La procédure judiciaire engagée suit désormais son cours, avec notamment la réalisation d’expertises psychiatriques destinées à éclairer les personnalités des deux adolescents. Conformément à la loi, ils ont été placés en détention provisoire dans des établissements distincts adaptés à leur minorité.
La question de la sanction pénale qui pourrait leur être appliquée s’inscrit dans le cadre strict de l’ordonnance de 1945. Ce texte historique pose le principe de l’atténuation de la responsabilité pénale en raison de l’âge, communément appelée « excuse de minorité ». Ainsi, la peine maximale encourue pour un crime de cette nature est, pour un mineur, de vingt années de réclusion, là où un majeur risque la perpétuité.
Une disposition permet toutefois, de manière exceptionnelle et sous conditions strictes, de lever cette excuse de minorité pour les adolescents de plus de seize ans dont le discernement est avéré. Une telle décision, qui doit être spécialement motivée par le juge, exposerait alors la concernée à une peine pouvant aller jusqu’à trente ans d’emprisonnement.
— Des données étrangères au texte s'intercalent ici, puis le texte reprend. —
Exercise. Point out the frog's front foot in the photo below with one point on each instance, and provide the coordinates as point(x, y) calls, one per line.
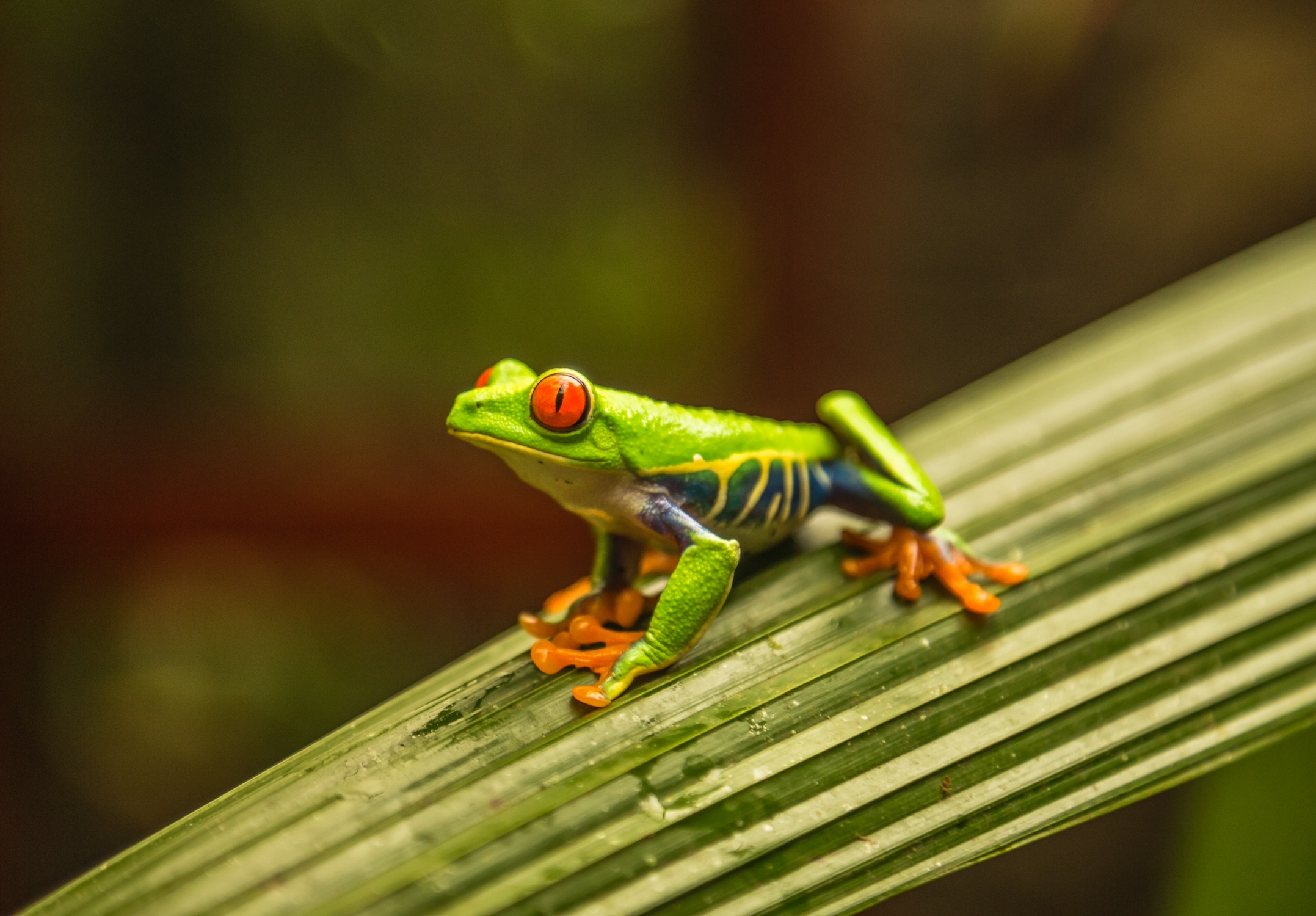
point(552, 656)
point(919, 556)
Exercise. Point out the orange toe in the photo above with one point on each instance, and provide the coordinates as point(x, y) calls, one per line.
point(537, 627)
point(1007, 574)
point(552, 658)
point(591, 696)
point(915, 557)
point(547, 658)
point(586, 630)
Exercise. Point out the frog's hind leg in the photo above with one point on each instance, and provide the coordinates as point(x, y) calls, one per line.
point(898, 491)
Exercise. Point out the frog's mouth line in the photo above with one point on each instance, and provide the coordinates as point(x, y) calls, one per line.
point(494, 444)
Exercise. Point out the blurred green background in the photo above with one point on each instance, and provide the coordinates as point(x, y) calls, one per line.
point(249, 252)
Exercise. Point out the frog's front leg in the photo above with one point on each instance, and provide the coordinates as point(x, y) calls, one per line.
point(606, 594)
point(694, 595)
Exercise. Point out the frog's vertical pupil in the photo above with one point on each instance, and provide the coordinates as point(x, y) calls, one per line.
point(559, 402)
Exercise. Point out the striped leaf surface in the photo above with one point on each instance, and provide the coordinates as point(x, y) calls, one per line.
point(828, 745)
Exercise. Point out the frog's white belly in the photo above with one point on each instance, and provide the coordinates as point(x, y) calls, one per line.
point(614, 501)
point(611, 501)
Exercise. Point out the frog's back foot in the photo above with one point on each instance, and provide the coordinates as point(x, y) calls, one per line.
point(565, 650)
point(915, 557)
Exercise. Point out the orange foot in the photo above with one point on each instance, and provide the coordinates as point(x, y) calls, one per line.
point(918, 556)
point(565, 649)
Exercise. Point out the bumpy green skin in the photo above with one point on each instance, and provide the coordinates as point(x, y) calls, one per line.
point(697, 481)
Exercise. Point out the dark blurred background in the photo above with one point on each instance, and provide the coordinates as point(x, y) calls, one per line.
point(249, 252)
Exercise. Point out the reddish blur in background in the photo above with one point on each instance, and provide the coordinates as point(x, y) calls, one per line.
point(249, 253)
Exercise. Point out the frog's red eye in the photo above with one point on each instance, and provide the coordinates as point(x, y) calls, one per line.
point(559, 402)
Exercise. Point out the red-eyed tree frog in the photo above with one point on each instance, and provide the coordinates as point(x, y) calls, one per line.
point(685, 490)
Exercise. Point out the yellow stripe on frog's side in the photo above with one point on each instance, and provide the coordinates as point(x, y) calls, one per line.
point(725, 468)
point(804, 491)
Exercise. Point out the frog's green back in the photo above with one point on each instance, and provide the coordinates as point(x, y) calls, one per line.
point(655, 435)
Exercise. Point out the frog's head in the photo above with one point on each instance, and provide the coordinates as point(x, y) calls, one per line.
point(554, 413)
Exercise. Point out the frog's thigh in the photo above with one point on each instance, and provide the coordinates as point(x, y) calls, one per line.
point(693, 598)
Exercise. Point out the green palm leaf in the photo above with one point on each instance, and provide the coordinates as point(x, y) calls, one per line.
point(828, 745)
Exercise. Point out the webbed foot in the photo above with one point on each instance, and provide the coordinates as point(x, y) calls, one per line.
point(565, 650)
point(919, 556)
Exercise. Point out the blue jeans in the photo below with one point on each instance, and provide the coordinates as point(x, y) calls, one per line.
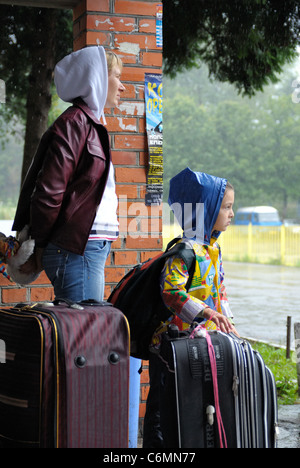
point(77, 277)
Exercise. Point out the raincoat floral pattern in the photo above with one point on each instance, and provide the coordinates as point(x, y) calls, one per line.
point(207, 288)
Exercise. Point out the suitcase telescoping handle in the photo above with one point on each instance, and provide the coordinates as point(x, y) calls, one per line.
point(82, 304)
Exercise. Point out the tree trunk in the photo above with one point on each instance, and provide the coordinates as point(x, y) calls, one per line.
point(40, 79)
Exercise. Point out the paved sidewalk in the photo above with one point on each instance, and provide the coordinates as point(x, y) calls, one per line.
point(289, 427)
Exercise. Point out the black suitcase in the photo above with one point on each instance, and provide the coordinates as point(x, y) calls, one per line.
point(240, 412)
point(64, 382)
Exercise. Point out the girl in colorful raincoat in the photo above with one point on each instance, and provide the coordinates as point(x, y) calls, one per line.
point(203, 206)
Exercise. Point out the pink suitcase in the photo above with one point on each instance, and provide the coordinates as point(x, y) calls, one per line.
point(65, 379)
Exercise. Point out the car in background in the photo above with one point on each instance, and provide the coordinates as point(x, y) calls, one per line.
point(257, 216)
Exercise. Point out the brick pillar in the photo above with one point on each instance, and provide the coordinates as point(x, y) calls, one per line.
point(128, 27)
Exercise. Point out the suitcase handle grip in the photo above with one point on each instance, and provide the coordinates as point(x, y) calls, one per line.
point(76, 305)
point(72, 305)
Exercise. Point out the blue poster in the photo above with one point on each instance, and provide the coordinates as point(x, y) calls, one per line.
point(154, 127)
point(159, 33)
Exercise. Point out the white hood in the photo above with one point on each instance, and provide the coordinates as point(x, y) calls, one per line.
point(83, 74)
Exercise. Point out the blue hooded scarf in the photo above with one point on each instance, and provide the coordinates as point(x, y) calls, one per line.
point(196, 199)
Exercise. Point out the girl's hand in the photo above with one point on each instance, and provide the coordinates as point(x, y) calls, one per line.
point(222, 322)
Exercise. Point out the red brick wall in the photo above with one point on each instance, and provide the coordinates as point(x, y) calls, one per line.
point(128, 27)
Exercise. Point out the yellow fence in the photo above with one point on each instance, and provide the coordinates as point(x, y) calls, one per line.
point(259, 244)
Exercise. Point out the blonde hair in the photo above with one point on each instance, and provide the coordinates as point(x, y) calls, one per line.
point(113, 60)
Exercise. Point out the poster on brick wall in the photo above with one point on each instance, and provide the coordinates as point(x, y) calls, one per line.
point(159, 25)
point(154, 127)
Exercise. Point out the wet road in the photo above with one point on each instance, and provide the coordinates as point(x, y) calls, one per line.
point(261, 297)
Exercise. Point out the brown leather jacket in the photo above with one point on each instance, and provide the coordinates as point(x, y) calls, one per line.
point(66, 181)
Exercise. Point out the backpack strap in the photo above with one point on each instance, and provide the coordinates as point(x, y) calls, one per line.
point(186, 252)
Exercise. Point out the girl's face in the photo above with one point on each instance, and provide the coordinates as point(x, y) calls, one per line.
point(115, 87)
point(226, 212)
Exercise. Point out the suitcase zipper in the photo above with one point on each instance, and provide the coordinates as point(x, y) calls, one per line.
point(17, 313)
point(58, 350)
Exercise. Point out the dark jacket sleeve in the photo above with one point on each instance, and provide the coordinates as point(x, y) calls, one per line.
point(61, 159)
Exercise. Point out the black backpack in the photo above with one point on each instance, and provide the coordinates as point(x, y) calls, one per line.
point(138, 296)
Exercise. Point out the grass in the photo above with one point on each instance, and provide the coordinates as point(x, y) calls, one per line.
point(284, 370)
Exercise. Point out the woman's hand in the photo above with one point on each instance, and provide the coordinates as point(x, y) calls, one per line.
point(34, 263)
point(221, 321)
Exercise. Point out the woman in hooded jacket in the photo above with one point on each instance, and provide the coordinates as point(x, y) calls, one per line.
point(68, 198)
point(203, 206)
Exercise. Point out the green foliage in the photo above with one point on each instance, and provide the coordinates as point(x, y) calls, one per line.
point(255, 143)
point(284, 371)
point(243, 42)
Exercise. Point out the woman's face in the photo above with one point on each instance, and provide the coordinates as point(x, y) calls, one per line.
point(115, 87)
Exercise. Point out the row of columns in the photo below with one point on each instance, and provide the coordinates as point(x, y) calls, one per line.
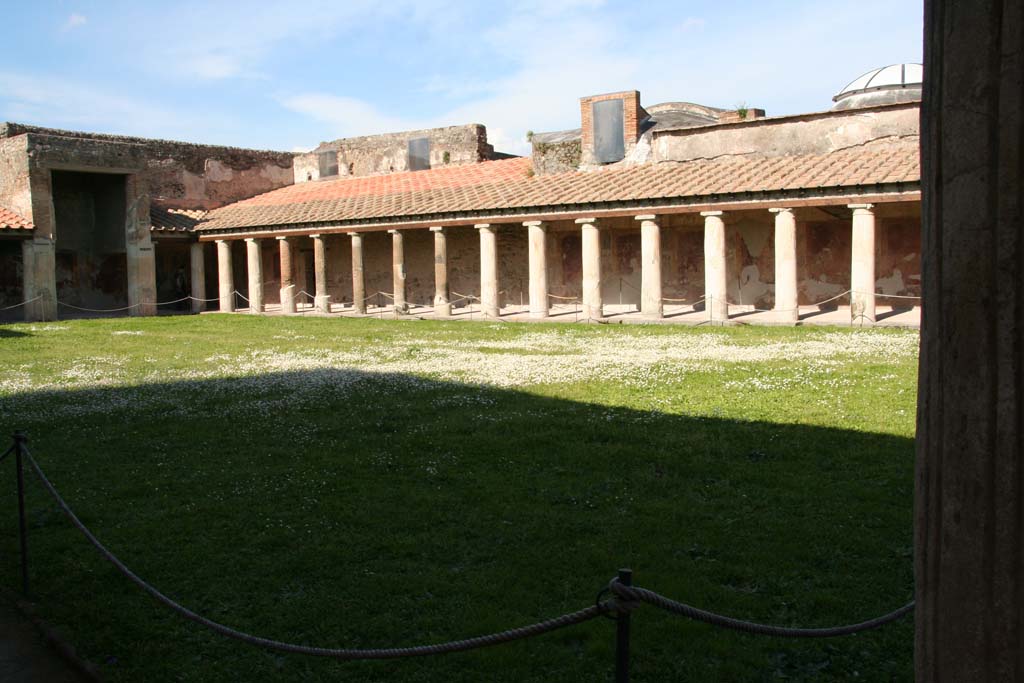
point(716, 282)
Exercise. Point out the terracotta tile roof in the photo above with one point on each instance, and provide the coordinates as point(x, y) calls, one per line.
point(508, 184)
point(174, 220)
point(12, 221)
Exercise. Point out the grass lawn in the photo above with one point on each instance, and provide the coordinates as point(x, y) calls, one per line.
point(364, 482)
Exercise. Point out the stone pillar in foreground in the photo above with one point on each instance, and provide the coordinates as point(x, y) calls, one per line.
point(225, 276)
point(39, 279)
point(398, 270)
point(650, 266)
point(488, 270)
point(442, 299)
point(540, 303)
point(969, 512)
point(786, 305)
point(254, 254)
point(197, 275)
point(593, 300)
point(322, 300)
point(716, 289)
point(288, 290)
point(358, 287)
point(862, 264)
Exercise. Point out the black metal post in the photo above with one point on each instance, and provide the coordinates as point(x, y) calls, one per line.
point(19, 440)
point(623, 635)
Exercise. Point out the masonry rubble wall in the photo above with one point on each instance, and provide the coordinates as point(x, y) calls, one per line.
point(805, 134)
point(15, 193)
point(388, 153)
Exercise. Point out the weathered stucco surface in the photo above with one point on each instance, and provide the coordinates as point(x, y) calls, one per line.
point(807, 134)
point(453, 145)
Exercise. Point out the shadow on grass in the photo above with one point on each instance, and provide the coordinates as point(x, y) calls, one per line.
point(342, 508)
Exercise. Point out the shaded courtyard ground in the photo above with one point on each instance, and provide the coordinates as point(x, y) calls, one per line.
point(363, 482)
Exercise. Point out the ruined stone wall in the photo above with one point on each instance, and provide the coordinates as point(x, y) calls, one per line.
point(822, 261)
point(11, 285)
point(751, 259)
point(454, 145)
point(464, 261)
point(174, 174)
point(804, 134)
point(14, 186)
point(555, 157)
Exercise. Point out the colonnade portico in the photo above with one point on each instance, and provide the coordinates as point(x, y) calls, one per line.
point(595, 233)
point(442, 295)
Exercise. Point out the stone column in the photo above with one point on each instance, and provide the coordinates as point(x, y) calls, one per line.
point(442, 305)
point(715, 266)
point(254, 254)
point(39, 279)
point(488, 270)
point(398, 270)
point(322, 300)
point(969, 511)
point(650, 266)
point(139, 253)
point(786, 305)
point(540, 303)
point(288, 290)
point(593, 301)
point(197, 276)
point(358, 287)
point(862, 264)
point(225, 276)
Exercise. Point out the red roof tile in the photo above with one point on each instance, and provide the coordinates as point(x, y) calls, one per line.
point(12, 221)
point(510, 184)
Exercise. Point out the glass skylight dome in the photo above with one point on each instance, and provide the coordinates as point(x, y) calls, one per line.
point(888, 85)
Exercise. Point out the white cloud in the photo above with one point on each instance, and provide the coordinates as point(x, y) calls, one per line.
point(348, 116)
point(59, 102)
point(74, 20)
point(691, 24)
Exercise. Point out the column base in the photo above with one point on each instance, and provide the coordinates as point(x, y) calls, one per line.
point(288, 299)
point(652, 311)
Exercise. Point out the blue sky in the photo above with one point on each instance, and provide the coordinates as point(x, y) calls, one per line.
point(287, 75)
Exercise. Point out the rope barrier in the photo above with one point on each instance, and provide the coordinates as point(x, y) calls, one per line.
point(633, 594)
point(509, 635)
point(23, 303)
point(626, 599)
point(100, 310)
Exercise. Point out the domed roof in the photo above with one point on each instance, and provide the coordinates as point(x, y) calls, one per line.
point(888, 85)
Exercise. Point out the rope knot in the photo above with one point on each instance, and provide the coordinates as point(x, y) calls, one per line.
point(627, 599)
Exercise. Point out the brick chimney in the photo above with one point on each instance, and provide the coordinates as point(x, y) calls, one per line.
point(599, 116)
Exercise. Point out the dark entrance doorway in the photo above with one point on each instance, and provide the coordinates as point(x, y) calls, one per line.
point(91, 260)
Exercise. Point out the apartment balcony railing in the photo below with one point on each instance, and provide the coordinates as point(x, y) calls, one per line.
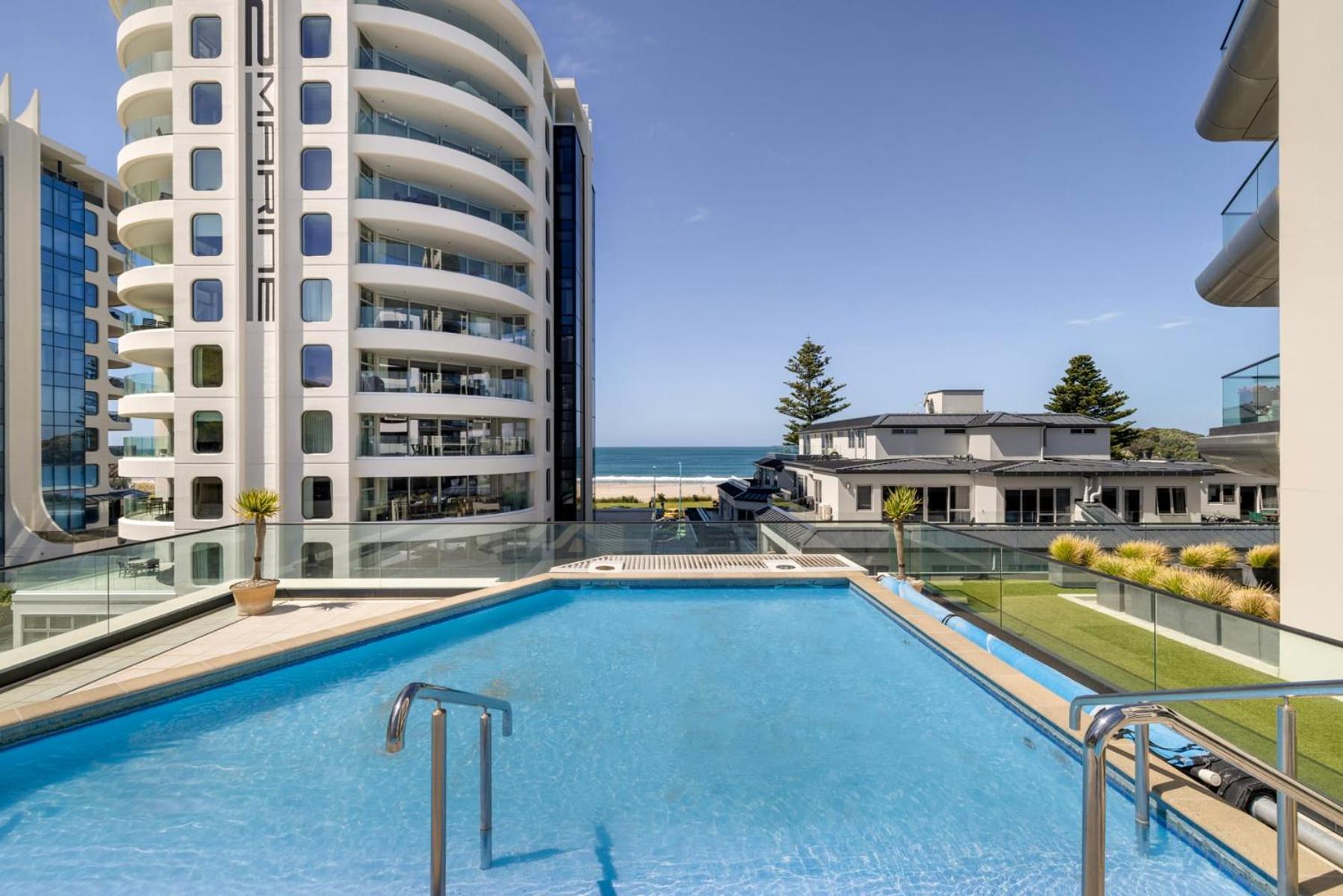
point(462, 20)
point(390, 188)
point(149, 191)
point(486, 447)
point(379, 250)
point(151, 127)
point(439, 320)
point(158, 60)
point(370, 58)
point(1255, 190)
point(378, 122)
point(146, 447)
point(430, 382)
point(146, 255)
point(1252, 394)
point(149, 383)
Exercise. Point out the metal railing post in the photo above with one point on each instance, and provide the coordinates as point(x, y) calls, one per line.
point(486, 794)
point(1287, 832)
point(1142, 780)
point(438, 805)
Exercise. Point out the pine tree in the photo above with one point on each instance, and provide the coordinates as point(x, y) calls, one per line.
point(1084, 390)
point(813, 395)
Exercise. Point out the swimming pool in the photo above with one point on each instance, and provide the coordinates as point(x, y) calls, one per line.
point(725, 739)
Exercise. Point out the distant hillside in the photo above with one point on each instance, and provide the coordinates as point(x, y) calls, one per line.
point(1164, 444)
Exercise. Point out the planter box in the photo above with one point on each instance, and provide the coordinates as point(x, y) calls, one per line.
point(1196, 620)
point(1110, 594)
point(1265, 576)
point(1065, 576)
point(1250, 638)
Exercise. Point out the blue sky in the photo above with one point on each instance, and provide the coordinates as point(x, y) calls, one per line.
point(958, 195)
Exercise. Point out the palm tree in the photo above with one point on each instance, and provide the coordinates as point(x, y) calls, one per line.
point(258, 505)
point(900, 507)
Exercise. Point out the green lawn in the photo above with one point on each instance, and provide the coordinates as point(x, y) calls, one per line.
point(1130, 657)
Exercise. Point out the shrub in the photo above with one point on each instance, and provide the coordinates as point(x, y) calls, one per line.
point(1112, 564)
point(1073, 548)
point(1171, 579)
point(1257, 602)
point(1264, 556)
point(1209, 588)
point(1150, 551)
point(1215, 555)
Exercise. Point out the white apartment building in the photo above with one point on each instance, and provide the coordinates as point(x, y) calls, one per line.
point(58, 326)
point(360, 233)
point(1277, 82)
point(990, 467)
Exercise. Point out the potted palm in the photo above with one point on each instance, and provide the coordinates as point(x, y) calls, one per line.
point(899, 508)
point(255, 595)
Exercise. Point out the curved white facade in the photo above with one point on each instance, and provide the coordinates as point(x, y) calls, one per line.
point(338, 223)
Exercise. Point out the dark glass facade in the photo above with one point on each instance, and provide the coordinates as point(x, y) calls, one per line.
point(571, 323)
point(63, 363)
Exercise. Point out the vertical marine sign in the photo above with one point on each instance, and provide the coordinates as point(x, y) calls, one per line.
point(261, 141)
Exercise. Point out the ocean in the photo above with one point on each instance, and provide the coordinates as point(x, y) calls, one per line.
point(696, 462)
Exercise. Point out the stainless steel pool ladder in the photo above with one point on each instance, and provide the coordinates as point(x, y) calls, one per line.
point(438, 766)
point(1144, 709)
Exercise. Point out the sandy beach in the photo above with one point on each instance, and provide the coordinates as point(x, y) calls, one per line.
point(642, 488)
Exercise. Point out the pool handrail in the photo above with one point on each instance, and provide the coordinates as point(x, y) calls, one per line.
point(1144, 709)
point(438, 766)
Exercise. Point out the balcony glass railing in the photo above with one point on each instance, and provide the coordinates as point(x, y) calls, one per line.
point(402, 314)
point(1252, 394)
point(379, 250)
point(370, 58)
point(149, 191)
point(158, 60)
point(146, 447)
point(435, 447)
point(151, 127)
point(464, 20)
point(148, 383)
point(378, 122)
point(379, 187)
point(1262, 181)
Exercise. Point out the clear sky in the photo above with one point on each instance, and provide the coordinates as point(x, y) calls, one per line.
point(947, 195)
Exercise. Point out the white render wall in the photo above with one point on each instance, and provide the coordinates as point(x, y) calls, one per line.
point(262, 396)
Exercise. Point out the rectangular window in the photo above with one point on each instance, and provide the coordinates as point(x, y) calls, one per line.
point(317, 366)
point(317, 497)
point(316, 164)
point(314, 37)
point(207, 430)
point(205, 37)
point(207, 301)
point(207, 497)
point(316, 302)
point(316, 102)
point(316, 235)
point(207, 235)
point(207, 168)
point(207, 366)
point(207, 102)
point(317, 432)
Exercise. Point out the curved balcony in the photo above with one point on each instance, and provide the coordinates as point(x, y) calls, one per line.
point(466, 243)
point(149, 287)
point(406, 96)
point(434, 30)
point(1241, 102)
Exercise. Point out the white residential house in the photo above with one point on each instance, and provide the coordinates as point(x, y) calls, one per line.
point(971, 467)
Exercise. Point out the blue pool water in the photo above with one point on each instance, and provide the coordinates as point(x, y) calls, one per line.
point(676, 741)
Ce cadre juridique fait périodiquement l’objet de vifs débats dans la sphère publique, notamment lorsque des faits d’une extrême violence impliquent des adolescents. Des voix s’élèvent régulièrement pour réclamer un durcissement des dispositions applicables. Toute modification substantielle supposerait cependant une révision législative d’ampleur, voire constitutionnelle, ce qui ne correspond à aucun projet en cours selon le ministère de la Justice. Les statistiques rappellent que le recours à la levée de l’excuse de minorité demeure un phénomène marginal dans le paysage judiciaire français.